What are the payment options at the end of the policy term?
 

On maturity you may choose to -
 

  • Receive the entire fund value as a lump sum payout
  • Receive your maturity payout up to a period of 5 years by opting the ‘Settlement Option’ 


During the Settlement period, applicable fund management charges and mortality charges will be applicable. The policyholder can withdraw the balance fund value at any time during the settlement period.
 

When does the settlement period start? 
 

Your settlement period starts from the maturity date and is applicable up to a period of 5 years. First instalment under settlement option shall be payable on the date of maturity. However, you have to opt for the Settlement Option at least 3 months prior to the date of maturity.
 

Does the life cover benefit continue during the settlement period?
 

Yes, in case of the life assured’s untimely demise during the settlement period, we will pay higher of the fund value as on the date of intimation of death or 105% of the total premiums paid to the Nominee(s) / Appointee / Legal Heir and the policy shall terminate.
However, on complete withdrawal during settlement period life cover ceases immediately.
 

Who bears the investment risk during the settlement period?
 

The investment risks will be borne by the policyholder during the settlement period. 
 

Are you allowed to make switches/ partial withdrawals during the settlement period? 
 

No, switches/ partial withdrawals are not allowed during the settlement period. 

What happens in case of the Life Assured’s demise?

Answer

In the untimely event of the life assured’s demise while the policy is in force or from the due date of first unpaid premium till the expiry of the grace period, the Nominee(s)/Appointee/Legal Heir, as the case may be, will receive the benefit under the policy equal to higher of fund value as on date of death or sum assured, either 
 

  • As a lump sum amount; or  As monthly instalments up to a period of 5 years, if the policyholder has opted for the ‘Settlement Option’ at inception of the policy. Nominee(s) / Appointee/ Legal Heir, as the case may be can ask to withdraw the balance fund value at any time during the settlement period. No Partial Withdrawals or switching of Funds will be allowed during this period. In case of instalment payment of death benefit, the instalment benefit amount will be calculated as dividing lump sum amount (say, S) by annuity factor ( i.e. a(n)(12)) i.e. S/a(n)(12) where n is the instalment period either 1,2,3,4, or 5 years. The prevailing SBI savings bank interest rate as on date of death will be used to calculate the annuity factor. Once the instalment payment starts, this payment remains level throughout the instalment period. The interest rate used to calculate annuity factor is subject to review at the end of every financial year and will be changed in case of change in SBI savings bank interest rate. 


The amount will be paid out to the appointee, if the nominee(s) is a minor.
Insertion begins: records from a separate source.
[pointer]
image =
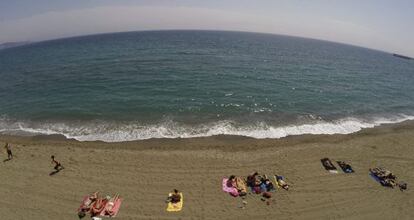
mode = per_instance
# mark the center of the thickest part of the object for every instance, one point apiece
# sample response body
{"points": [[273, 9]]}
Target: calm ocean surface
{"points": [[139, 85]]}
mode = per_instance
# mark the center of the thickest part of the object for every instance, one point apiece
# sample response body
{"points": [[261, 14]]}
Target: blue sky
{"points": [[379, 24]]}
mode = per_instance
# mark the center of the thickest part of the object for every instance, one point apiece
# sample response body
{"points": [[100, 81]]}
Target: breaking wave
{"points": [[118, 132]]}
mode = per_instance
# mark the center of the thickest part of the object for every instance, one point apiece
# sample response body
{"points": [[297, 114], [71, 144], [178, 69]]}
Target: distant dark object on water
{"points": [[13, 44], [401, 56]]}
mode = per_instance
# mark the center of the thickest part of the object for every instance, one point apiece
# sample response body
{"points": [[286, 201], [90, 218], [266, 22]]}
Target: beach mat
{"points": [[345, 167], [231, 190], [175, 207], [115, 209], [328, 165]]}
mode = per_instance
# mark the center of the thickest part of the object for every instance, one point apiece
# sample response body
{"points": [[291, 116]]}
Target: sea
{"points": [[182, 84]]}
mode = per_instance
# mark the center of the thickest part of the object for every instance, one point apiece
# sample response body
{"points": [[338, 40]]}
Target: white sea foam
{"points": [[112, 132]]}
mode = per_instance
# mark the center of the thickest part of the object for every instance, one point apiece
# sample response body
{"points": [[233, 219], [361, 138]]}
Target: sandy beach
{"points": [[143, 172]]}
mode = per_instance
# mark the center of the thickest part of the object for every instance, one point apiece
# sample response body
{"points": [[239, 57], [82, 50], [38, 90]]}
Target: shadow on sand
{"points": [[56, 171]]}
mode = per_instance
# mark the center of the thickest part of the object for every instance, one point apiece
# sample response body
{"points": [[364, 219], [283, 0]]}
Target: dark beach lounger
{"points": [[345, 167], [327, 163], [383, 176]]}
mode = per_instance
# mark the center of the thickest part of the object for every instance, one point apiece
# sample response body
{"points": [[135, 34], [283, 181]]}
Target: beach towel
{"points": [[328, 165], [280, 182], [84, 204], [345, 167], [383, 176], [231, 190], [111, 210], [175, 207]]}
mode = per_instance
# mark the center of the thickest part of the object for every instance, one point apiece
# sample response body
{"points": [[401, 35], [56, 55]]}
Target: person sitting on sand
{"points": [[241, 186], [281, 182], [98, 206], [252, 179], [58, 166], [231, 182], [175, 197], [8, 150], [268, 185]]}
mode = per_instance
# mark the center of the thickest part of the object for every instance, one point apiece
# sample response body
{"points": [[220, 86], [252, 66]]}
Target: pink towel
{"points": [[233, 191], [115, 209]]}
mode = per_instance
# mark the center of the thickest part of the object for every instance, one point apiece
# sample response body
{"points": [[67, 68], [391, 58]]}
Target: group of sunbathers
{"points": [[257, 183], [96, 206], [387, 178]]}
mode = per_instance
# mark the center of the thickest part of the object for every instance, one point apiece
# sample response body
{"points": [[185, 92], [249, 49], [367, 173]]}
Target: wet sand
{"points": [[143, 172]]}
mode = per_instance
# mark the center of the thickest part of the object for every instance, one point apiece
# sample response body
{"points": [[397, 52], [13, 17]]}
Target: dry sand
{"points": [[143, 172]]}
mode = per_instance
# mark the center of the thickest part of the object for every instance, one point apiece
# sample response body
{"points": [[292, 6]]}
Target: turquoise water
{"points": [[139, 85]]}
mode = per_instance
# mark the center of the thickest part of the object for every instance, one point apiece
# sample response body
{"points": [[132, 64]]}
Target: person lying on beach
{"points": [[175, 197], [110, 205], [231, 182], [58, 166], [98, 206], [268, 185], [241, 186], [252, 179], [8, 150]]}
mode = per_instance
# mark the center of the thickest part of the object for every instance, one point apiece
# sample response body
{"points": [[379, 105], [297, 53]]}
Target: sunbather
{"points": [[241, 186], [268, 185], [252, 179], [175, 197], [57, 166], [110, 205], [231, 182], [98, 206]]}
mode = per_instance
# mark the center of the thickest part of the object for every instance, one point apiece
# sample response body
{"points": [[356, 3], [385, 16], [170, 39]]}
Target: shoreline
{"points": [[381, 129], [144, 172]]}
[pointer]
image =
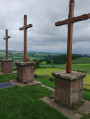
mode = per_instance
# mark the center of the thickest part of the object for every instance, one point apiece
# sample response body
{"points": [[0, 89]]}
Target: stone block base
{"points": [[7, 66], [68, 87], [25, 71]]}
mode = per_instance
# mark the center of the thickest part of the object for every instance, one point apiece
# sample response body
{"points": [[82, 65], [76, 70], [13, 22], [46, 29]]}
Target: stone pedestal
{"points": [[68, 87], [6, 65], [25, 71]]}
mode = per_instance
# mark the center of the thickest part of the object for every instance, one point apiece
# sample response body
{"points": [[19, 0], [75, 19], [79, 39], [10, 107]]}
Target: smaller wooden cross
{"points": [[6, 38], [71, 19], [25, 27]]}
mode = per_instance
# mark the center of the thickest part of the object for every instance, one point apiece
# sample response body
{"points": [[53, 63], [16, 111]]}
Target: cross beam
{"points": [[71, 19], [6, 38], [25, 27]]}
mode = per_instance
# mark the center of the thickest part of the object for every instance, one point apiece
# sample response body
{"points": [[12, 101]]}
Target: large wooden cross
{"points": [[25, 27], [71, 19], [6, 38]]}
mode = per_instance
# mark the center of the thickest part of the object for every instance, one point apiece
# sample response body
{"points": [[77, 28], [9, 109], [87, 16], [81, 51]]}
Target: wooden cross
{"points": [[71, 19], [25, 27], [6, 38]]}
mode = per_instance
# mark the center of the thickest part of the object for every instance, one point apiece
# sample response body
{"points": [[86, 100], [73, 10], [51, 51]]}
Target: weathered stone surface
{"points": [[25, 71], [6, 66], [68, 87]]}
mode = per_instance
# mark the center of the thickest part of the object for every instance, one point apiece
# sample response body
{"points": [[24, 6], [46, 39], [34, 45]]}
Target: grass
{"points": [[81, 60], [7, 77], [45, 81], [25, 103], [48, 71]]}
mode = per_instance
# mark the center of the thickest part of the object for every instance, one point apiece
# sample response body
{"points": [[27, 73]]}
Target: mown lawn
{"points": [[24, 103], [48, 71]]}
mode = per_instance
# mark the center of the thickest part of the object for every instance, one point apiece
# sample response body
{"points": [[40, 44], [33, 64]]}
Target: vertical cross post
{"points": [[6, 45], [6, 38], [25, 27], [70, 36], [25, 39]]}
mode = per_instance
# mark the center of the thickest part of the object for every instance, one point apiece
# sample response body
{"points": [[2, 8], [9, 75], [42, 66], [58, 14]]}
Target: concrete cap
{"points": [[69, 76]]}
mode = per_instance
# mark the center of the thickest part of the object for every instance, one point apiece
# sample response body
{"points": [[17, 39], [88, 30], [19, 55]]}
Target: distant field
{"points": [[75, 67], [48, 71], [81, 61]]}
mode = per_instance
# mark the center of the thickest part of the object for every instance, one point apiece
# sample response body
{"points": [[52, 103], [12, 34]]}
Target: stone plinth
{"points": [[6, 65], [25, 71], [68, 87]]}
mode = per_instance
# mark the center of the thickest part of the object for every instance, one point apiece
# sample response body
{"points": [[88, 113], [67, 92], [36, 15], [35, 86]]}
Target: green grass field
{"points": [[25, 103], [48, 71], [81, 60], [75, 67]]}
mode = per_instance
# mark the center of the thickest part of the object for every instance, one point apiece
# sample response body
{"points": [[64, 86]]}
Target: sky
{"points": [[44, 36]]}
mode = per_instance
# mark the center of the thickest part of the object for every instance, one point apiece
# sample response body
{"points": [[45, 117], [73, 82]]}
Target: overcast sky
{"points": [[44, 36]]}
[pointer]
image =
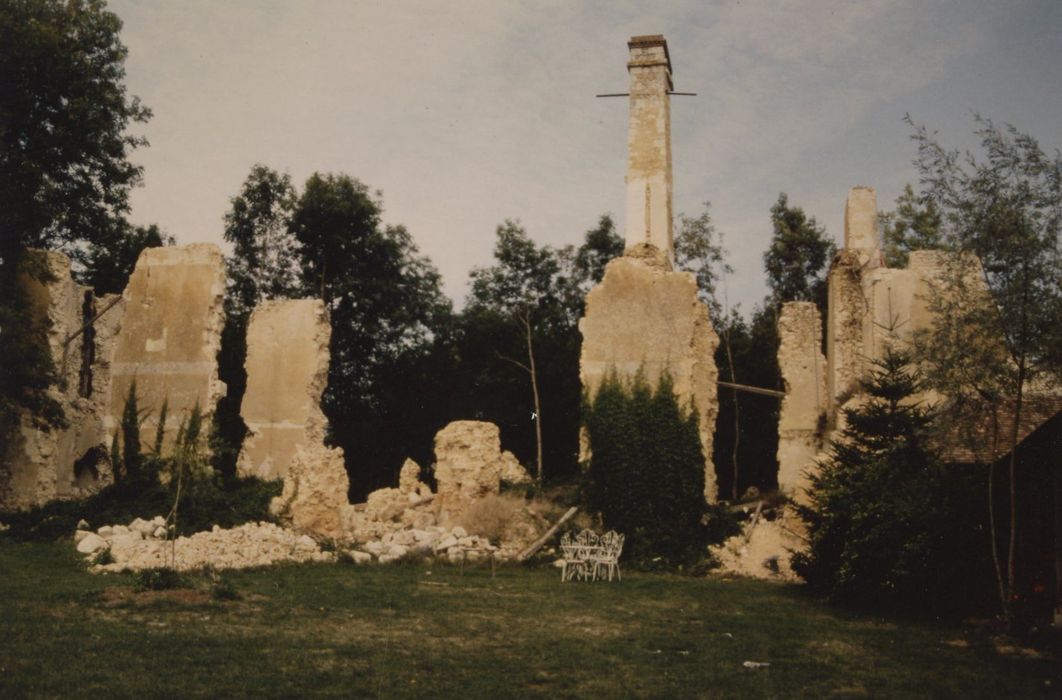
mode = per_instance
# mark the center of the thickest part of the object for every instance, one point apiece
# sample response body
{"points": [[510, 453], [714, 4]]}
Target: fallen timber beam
{"points": [[753, 390], [537, 544]]}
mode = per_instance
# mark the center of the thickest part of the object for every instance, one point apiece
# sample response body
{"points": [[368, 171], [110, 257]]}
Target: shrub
{"points": [[889, 524], [646, 474]]}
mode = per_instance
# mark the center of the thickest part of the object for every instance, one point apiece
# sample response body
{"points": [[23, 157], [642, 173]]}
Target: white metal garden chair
{"points": [[606, 556], [578, 552]]}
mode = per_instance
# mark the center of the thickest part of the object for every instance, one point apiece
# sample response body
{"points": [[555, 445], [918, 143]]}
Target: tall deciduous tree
{"points": [[521, 286], [65, 172], [699, 249], [1004, 207], [388, 313], [264, 259], [547, 287], [600, 244], [798, 259], [263, 265], [109, 262], [913, 225]]}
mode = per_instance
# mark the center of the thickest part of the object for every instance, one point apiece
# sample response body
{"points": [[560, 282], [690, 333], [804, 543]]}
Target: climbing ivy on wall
{"points": [[646, 474]]}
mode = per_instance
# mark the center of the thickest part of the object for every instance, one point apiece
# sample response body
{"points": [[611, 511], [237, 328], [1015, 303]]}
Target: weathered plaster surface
{"points": [[287, 373], [170, 336], [801, 421], [643, 317]]}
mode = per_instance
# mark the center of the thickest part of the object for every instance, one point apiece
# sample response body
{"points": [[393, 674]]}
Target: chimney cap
{"points": [[647, 40]]}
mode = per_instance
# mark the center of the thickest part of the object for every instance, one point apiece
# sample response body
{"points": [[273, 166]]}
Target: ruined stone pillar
{"points": [[802, 419], [649, 147], [170, 337], [849, 322], [860, 220], [644, 316], [287, 373]]}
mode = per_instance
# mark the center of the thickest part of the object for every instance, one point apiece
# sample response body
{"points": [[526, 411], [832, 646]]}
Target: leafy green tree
{"points": [[798, 259], [388, 314], [989, 347], [699, 249], [600, 245], [913, 225], [646, 475], [888, 525], [264, 259], [65, 172], [523, 287], [263, 265], [546, 288], [110, 261]]}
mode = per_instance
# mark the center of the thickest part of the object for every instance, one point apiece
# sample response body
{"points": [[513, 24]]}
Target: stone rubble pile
{"points": [[763, 549], [142, 544], [454, 545]]}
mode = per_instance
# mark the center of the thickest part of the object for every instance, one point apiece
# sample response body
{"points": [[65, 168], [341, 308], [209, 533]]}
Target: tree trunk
{"points": [[1012, 487], [534, 389], [737, 416], [997, 565]]}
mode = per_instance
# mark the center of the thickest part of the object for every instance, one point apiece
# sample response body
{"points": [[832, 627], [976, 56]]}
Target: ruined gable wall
{"points": [[287, 373], [644, 316], [38, 465], [170, 336]]}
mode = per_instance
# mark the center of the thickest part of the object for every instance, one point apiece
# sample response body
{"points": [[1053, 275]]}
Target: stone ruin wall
{"points": [[870, 306], [164, 330], [170, 338], [38, 464], [801, 420], [287, 368], [644, 316]]}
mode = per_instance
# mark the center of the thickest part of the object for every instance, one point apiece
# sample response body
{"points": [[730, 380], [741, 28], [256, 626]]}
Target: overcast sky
{"points": [[466, 113]]}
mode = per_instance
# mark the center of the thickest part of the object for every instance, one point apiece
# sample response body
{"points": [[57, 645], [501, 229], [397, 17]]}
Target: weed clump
{"points": [[160, 578]]}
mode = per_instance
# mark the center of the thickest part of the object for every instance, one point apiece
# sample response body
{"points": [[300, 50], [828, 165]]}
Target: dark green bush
{"points": [[890, 525], [646, 474]]}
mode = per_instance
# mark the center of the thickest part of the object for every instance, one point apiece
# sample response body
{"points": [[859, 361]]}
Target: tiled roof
{"points": [[966, 431]]}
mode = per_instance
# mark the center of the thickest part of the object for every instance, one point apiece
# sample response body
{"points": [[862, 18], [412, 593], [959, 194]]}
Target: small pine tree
{"points": [[116, 458], [885, 526], [646, 475], [131, 434]]}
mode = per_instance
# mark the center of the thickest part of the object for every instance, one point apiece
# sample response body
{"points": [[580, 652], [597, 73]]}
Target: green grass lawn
{"points": [[429, 631]]}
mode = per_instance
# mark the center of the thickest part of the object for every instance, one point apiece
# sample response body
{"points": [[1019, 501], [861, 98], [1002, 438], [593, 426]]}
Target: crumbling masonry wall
{"points": [[801, 421], [170, 337], [645, 316], [37, 464], [287, 373]]}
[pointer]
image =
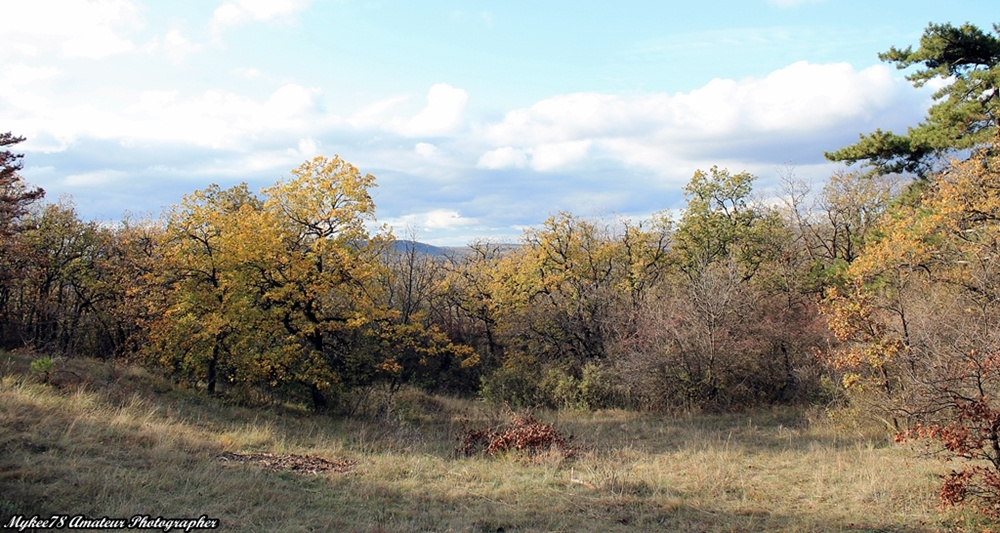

However, at any point of time, the death benefit will not be less than 105% of the total premiums paid during the policy term.
In the untimely event of death of the minor life assured before the commencement of risk, the death benefit will be equal to the fund value.
 

In case of paid-up policies, on death of the life assured, a lump sum amount equal to higher of the paid-up sum assured or fund value will be payable to the Nominee(s)/ Appointee/Legal Heir, as per the payout option selected by the policyholder at the inception of the policy. 
 

What is the impact of partial withdrawals on death benefit? 
 

The Sum Assured / paid up sum assured will be reduced by the amount equal to the partial withdrawals, if any made during the 24 months immediately preceding the date of death of the life assured.